The Financial Conduct Authority (FCA) has announced plans to support consumers who are facing difficulties paying their car finance agreements during the coronavirus crisis.

Customers who are struggling to meet their car payments as a result of reduced income because of the coronavirus crisis should receive a three-month payment freeze from finance companies, who should also not take any steps to end the agreement or repossess the vehicle for unmet payments.

Christopher Woolard, interim chief executive at the FCA, said, ‘We are very aware of the continued struggle people are facing as a result of the pandemic.
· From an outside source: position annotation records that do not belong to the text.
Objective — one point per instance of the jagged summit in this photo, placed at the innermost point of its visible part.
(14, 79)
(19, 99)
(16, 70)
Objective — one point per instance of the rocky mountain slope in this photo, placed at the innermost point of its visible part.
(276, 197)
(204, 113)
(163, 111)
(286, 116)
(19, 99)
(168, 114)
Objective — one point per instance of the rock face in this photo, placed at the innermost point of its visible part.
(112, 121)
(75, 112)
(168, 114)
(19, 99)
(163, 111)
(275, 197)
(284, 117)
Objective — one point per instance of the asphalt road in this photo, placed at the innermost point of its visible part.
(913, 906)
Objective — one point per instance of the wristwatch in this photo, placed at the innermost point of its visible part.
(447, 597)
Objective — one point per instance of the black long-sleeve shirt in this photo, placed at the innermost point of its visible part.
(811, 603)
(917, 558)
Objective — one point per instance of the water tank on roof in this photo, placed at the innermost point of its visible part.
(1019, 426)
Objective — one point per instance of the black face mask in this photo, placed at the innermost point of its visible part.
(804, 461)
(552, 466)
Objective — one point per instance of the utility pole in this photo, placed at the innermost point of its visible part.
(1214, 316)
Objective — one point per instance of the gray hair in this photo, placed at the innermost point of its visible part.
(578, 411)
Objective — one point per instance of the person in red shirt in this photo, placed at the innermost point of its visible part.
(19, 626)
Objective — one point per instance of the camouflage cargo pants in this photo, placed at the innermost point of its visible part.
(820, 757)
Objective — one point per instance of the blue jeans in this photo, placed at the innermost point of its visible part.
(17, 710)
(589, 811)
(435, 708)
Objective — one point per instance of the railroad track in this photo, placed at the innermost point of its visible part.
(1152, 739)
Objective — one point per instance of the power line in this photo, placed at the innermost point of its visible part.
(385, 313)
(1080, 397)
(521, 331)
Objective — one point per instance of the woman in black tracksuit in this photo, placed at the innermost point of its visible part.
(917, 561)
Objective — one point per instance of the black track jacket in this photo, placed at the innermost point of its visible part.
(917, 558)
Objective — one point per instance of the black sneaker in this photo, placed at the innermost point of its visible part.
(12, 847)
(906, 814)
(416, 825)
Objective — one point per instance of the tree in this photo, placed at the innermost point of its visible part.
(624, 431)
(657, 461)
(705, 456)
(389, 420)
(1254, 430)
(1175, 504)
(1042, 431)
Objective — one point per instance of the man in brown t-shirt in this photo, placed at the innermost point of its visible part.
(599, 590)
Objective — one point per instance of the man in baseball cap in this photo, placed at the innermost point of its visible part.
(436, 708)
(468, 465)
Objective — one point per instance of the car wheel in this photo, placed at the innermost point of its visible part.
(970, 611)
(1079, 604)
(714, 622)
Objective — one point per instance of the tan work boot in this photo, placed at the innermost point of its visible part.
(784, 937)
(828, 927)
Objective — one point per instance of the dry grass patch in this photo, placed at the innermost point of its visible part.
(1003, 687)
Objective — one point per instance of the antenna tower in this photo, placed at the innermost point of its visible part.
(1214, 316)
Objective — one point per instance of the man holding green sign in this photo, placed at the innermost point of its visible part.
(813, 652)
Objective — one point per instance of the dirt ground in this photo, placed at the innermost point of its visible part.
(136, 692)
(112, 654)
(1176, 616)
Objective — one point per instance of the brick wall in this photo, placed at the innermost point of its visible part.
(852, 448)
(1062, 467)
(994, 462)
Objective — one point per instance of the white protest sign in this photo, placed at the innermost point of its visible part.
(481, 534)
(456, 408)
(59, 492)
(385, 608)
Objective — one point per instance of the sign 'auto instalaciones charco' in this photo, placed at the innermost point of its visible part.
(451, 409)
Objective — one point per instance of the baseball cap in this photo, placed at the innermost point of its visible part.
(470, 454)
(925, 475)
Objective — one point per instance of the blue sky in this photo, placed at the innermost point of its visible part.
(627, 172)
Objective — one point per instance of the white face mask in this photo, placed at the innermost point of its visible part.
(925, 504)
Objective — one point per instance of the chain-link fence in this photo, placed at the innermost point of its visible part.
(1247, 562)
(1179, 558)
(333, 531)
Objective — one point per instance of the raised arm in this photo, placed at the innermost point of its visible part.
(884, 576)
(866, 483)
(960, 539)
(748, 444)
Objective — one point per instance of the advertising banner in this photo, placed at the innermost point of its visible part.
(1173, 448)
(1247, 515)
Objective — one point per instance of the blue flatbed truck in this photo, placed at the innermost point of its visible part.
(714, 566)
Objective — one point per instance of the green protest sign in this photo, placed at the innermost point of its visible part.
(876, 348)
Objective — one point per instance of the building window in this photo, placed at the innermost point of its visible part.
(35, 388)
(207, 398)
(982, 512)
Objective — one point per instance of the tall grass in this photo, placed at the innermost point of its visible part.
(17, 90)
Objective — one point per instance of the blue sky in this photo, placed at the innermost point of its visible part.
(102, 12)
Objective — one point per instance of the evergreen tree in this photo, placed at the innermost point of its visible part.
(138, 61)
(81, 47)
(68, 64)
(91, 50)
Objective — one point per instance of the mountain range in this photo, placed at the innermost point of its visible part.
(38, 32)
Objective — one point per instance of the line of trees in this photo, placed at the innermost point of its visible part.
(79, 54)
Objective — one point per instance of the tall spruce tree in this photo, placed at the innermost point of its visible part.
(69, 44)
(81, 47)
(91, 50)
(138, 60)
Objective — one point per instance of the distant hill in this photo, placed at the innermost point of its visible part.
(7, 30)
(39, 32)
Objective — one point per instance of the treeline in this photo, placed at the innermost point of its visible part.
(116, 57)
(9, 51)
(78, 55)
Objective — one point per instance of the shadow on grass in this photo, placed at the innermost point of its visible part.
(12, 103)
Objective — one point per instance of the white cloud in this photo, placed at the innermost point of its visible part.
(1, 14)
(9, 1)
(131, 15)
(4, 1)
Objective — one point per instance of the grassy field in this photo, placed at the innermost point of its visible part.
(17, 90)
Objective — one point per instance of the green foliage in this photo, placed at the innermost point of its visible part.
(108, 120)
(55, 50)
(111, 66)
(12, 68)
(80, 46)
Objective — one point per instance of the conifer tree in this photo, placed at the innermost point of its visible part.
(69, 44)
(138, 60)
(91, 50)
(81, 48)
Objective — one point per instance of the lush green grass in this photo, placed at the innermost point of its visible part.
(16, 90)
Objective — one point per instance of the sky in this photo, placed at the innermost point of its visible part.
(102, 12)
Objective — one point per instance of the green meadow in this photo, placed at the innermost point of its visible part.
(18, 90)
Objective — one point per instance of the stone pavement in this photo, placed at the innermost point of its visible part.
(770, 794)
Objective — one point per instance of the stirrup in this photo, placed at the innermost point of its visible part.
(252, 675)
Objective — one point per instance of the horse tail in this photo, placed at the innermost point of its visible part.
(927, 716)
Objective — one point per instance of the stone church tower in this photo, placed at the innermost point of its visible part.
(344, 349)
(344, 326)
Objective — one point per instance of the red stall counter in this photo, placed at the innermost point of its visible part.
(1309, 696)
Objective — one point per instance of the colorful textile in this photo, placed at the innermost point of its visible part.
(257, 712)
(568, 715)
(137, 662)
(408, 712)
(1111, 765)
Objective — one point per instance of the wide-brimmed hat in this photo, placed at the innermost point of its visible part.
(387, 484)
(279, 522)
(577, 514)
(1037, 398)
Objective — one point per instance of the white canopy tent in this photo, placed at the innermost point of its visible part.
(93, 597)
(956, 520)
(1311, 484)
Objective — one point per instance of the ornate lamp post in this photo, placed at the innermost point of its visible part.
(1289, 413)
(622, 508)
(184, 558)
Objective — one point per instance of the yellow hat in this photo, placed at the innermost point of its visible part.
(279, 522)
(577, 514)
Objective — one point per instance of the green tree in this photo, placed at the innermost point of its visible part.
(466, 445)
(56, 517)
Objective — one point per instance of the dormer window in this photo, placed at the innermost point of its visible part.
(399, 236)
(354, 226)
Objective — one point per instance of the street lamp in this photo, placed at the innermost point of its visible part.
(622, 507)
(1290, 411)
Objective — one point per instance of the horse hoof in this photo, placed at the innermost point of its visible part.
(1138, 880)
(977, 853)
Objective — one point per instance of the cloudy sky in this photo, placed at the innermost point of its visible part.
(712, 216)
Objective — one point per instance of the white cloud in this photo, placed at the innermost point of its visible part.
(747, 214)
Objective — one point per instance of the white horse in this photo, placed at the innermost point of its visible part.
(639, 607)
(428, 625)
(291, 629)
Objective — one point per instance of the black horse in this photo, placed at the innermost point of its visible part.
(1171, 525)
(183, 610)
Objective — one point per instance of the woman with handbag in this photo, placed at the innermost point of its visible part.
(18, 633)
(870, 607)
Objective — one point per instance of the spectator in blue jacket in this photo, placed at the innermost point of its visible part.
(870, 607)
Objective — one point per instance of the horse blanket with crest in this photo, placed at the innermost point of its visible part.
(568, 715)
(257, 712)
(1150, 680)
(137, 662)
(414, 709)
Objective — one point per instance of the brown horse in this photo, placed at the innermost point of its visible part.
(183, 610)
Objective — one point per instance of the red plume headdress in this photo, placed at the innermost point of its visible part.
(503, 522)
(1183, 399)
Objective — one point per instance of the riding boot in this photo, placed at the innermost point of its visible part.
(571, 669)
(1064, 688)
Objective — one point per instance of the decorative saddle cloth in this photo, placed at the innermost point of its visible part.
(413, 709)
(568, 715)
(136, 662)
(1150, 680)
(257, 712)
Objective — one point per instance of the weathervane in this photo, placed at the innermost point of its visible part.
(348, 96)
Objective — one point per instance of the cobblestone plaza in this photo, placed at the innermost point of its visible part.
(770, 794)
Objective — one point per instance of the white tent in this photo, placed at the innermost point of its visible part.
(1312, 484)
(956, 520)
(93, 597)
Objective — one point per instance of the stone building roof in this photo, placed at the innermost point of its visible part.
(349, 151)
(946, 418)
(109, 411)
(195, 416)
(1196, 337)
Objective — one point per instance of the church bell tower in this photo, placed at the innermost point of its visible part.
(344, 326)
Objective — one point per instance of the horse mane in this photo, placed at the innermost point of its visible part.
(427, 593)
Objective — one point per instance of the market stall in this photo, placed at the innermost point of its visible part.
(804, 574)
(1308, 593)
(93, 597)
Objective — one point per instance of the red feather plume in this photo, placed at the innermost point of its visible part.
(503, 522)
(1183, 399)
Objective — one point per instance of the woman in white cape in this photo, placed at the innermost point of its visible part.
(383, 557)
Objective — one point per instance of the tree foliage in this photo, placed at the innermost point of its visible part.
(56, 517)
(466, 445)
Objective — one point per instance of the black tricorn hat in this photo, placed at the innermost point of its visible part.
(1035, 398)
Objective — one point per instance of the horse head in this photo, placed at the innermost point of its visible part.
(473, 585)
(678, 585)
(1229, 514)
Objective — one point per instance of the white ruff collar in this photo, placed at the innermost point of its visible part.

These measures build on the interventions we announced last week, and will provide much needed relief to consumers during these difficult times.

“We have tailored our measures to specific products. For most of these proposals, firms and consumers should consider the amount of interest which may build up, and balance this against the need for immediate temporary support. If a payment freeze isn’t in the customer’s interests, firms should offer an alternative solution, potentially including the waiving of interest and charges or rescheduling the term of the loan.’

The FCA has also suggested that finance companies should not make any amendments to the existing contracts. Also, if a customer would like to keep their vehicle at the end of a PCP agreement but doesn’t have the funds to cover the balloon payment, they should work together to find a fair appropriate solution.

Not only do the proposals aim to support car consumers who are struggling with their car finance agreements, but they also include high-cost, short-term credit agreements like payday loans and other credit products.

The proposals are set to be finalised by this Friday (April 24), and will come into force shortly afterwards.